The concept of Tamara Saulwick's Endings, on at the Roundhouse as part of this year's PuSh Festival, sounded so interesting on paper: record players, reel-to-reel tape recorders, live speech and song, all combining into a mix-tape of voices speaking about and with the dead and departed. But the content and execution of the work felt directionless and somewhat trite.

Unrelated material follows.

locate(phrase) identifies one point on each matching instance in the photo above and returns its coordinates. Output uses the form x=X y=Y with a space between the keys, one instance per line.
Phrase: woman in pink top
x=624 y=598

Saulwick, working with singer-songwriter Paddy Mann and composer and sound designer Peter Knight, spends much of her time moving sound and lighting equipment about an otherwise bare black stage, and one of the things that did compel me about the piece was its subtle choreography of objects and bodies. This extended to Saulwick and Mann's downstage, on-the-floor dual DJing of a series of vinyl recordings with interview subjects reflecting on the passings of loved ones. But what surprised me about the mixing and overlaying of these voices was how conventional was the cutting between them. Saulwick would spin one record, we'd hear a snippet of conversation, and then she'd press a finger on the record to stop it. This would be the cue for Mann to lift his finger from one of his records to let us hear a snippet from another voice. And then we'd return to Saulwick's interviewee, and so on. Surprisingly, however, the cumulative effect had less to do with the formal counterpointing of multiple voices than with Saulwick's apparent desire to have us clearly distinguish the continuities between individual narratives. I was frankly surprised that Saulwick didn't exploit the capacity of her technologies to manipulate and synthesize and distort the different voices she'd recorded. When it comes to death and voices from the beyond, it seems that for Saulwick the message clearly supersedes the medium.
Which is where that other kind of medium comes in--that is, the spritualist variety. We learn that Saulwick herself has consulted one in connection with her own father's death--which seems to be the impetus for the entire show. Clearly Saulwick is aware of the connections between analog recording technologies and nineteenth-century seances focused on the transmigration of voices from the spirit world. But whereas back then the gramophone was often used as a feint, or a means of deception, here the deployment of the record and tape players is utterly--perhaps even overly--sincere.
Endings has one more performance this afternoon at 2 pm.